Last week, someone who’s in the middle of reading our book Eat to Save Your Life remarked that he thought his family eats pretty well, but the book has revealed they’ve been buying things that everyone thought were nutritious, but weren’t. As he reads our book, his family is making some changes in their grocery shopping habits.
Yay! That’s what we love to hear: Our book is exploding myths and prompting positive change.
Now that he’s learning more and making some changes, our reader remarked that he’d like to take us grocery shopping with him. No, not so we can pay the bill (although he might find that nice, too), but so he can chat with us about the various purchases he makes. He’d like to double-check that he’s not still falling victim to confusing information, media hype, or misleading advertising.
Oops! Did someone say shopping? Well, Gloria’s out the door on that one. Squirrel!
When Gloria returns, she’ll be quick to say that shopping together with our reader is going to be a little awkward. You see, he’s in California and we’re in Canada. Obviously, distance prevents us from meeting at the local grocer’s anytime soon, but maybe our Three-Step Grocery Shopping Plan will help.
Let’s look at Step 1 this week, and save Steps 2 and 3 for subsequent blogs. Ready? Here goes.
Step 1: Before you go shopping
Before you go shopping, go through your fridge, cupboards, and pantry, and:
- Discard any vegetable oils that have not been refrigerated. Fats and oils, except coconut oil, and Olive Oil in glass container stored at room temperature oxidize (go rancid) really rather quickly. Rancid oils will introduce excessive amounts of harmful free radicals into your body.

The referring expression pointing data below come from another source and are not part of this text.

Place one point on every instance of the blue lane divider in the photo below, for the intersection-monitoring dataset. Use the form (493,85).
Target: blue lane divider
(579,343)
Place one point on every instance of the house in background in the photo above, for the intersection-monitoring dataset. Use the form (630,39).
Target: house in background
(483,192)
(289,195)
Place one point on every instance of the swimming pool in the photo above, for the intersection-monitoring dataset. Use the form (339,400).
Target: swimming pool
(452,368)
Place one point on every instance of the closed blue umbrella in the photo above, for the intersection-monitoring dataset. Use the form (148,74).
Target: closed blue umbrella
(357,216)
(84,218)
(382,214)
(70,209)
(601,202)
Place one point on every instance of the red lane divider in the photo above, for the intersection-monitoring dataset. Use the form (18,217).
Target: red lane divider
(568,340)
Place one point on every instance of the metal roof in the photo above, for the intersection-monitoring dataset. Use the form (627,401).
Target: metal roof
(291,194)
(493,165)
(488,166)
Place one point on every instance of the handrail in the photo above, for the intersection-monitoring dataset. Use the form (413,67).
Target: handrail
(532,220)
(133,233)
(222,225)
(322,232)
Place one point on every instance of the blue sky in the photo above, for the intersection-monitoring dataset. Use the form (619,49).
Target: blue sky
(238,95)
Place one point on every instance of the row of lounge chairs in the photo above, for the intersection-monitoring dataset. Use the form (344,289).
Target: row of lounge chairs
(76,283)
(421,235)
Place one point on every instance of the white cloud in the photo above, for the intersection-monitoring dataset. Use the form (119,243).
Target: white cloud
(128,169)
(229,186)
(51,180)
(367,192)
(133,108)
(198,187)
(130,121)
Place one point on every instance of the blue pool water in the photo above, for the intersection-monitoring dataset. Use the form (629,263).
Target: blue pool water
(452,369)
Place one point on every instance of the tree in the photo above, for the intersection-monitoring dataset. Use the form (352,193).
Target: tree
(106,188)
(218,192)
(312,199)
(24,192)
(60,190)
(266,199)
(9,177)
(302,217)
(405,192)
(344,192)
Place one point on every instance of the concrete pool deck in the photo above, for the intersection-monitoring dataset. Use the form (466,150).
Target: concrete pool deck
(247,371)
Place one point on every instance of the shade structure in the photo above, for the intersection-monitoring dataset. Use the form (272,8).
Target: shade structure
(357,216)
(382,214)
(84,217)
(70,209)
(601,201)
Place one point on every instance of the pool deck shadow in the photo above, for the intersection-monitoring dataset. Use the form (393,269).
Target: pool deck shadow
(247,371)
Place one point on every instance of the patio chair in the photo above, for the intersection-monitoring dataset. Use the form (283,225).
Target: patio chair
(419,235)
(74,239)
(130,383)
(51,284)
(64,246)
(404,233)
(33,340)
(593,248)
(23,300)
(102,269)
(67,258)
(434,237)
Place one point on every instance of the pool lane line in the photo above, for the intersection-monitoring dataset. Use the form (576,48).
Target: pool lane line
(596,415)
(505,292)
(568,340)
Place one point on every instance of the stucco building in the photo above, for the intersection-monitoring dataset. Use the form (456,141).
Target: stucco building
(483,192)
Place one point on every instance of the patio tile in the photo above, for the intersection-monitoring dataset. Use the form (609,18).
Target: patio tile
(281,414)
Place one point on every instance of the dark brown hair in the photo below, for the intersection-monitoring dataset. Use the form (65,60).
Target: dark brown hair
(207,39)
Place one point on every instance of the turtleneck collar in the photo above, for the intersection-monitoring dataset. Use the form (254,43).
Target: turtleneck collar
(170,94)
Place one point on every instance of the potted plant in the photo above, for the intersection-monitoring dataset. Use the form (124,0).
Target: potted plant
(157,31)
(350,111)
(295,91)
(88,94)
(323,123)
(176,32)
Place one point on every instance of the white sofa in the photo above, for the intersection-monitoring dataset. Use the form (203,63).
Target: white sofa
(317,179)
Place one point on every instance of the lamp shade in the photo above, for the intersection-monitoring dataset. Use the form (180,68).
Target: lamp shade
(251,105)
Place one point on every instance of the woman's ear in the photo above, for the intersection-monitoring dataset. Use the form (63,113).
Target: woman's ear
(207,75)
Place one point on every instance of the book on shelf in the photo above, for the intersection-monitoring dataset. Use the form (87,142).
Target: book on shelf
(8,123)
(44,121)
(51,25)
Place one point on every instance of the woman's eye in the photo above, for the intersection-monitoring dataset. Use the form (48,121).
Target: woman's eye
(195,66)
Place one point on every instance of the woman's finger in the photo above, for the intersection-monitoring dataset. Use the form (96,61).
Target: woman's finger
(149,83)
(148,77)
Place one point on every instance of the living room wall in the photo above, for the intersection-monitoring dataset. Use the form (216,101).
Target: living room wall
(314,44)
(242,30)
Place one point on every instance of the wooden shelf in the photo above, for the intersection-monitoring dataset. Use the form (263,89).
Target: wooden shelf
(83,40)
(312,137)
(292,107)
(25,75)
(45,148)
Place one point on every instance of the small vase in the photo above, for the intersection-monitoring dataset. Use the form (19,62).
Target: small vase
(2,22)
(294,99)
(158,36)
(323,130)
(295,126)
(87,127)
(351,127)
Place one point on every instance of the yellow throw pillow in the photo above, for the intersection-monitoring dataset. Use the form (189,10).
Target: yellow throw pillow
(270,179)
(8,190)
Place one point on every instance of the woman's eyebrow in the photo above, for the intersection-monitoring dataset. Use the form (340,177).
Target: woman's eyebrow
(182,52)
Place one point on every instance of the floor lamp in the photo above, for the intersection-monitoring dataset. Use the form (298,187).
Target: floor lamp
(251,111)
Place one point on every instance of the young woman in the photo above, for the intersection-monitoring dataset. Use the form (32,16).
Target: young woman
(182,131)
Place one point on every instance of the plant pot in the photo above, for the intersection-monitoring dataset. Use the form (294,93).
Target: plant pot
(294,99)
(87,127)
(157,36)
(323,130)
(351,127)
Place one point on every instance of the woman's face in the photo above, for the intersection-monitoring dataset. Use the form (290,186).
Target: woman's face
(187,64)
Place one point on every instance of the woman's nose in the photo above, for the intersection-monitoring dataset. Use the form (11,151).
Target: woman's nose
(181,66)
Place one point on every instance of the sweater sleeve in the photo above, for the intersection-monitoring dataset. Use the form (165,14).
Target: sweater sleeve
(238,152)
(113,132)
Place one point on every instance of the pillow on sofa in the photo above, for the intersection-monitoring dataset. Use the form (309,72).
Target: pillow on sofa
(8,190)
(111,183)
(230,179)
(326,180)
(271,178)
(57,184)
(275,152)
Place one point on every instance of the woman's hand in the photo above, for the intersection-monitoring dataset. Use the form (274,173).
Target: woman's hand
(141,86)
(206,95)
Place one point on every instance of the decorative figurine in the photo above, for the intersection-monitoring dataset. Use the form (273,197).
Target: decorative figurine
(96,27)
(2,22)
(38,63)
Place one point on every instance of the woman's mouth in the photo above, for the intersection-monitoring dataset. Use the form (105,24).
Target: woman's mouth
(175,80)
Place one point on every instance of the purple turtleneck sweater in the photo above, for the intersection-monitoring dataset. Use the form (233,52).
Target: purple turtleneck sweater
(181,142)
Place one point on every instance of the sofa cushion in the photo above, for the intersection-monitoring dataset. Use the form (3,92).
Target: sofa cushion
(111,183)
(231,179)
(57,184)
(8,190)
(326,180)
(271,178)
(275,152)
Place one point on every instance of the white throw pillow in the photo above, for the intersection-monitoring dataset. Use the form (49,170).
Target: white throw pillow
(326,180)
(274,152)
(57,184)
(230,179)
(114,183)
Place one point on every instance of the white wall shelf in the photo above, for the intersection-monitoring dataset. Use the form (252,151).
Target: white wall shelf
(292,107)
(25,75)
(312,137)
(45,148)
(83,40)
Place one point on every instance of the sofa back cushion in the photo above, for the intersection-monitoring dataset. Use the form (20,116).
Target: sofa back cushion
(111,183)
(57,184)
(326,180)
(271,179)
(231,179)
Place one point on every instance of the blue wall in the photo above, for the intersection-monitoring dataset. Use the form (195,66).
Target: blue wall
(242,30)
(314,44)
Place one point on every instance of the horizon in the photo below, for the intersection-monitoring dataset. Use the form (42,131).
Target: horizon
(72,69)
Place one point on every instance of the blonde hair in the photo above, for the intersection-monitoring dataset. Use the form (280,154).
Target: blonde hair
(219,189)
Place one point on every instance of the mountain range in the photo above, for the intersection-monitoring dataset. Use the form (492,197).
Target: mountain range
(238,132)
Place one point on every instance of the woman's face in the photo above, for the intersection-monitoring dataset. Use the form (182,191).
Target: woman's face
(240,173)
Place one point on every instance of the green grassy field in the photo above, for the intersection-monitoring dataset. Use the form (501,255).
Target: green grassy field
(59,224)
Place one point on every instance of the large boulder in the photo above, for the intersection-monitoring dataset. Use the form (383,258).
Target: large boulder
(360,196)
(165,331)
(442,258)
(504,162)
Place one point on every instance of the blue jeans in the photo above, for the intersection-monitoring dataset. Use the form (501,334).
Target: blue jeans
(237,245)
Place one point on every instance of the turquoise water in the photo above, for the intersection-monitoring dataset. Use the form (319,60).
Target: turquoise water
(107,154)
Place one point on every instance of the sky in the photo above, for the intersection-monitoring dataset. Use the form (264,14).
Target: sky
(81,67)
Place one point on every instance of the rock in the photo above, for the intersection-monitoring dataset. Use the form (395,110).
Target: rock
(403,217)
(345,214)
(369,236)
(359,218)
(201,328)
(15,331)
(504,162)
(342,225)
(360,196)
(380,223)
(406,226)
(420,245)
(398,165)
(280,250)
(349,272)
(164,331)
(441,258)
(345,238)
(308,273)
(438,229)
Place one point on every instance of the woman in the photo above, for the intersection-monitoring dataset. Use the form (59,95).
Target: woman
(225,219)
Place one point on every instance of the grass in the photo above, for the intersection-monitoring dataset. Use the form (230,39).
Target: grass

- Read the labels on the canned and packaged foods you already have—even the certified organic ones. In many cases, you’ll discover shocking levels of salt (salt content should never be over 15% DV–daily value), sugar, and mystery ingredients.
- Research the mystery ingredients on these labels. What the heck is guar gum? Why is there carrageenan in my certified organic almond milk? (See last week’s blog for a hint.) Who knew that MSG (and other things) may be listed as “natural flavoring”? Yup, sad but true.
- Go easy on yourself with the research. Don’t make it a PhD project that has to be finished over the weekend. Learning about one or two ingredients every week or every other week is great. If you do more than that, the whole thing may become daunting.
- Write down a list of The Dirty Dozen discussed in Chapter 2 of our book. Tuck the list into your wallet and take it with you when you shop. The Environmental Working Group has identified The Dirty Dozen as those commercially-grown fruits and vegetables that are the most heavily contaminated with pesticides and herbicides. You’ll want to know what they are when you hit the grocery store.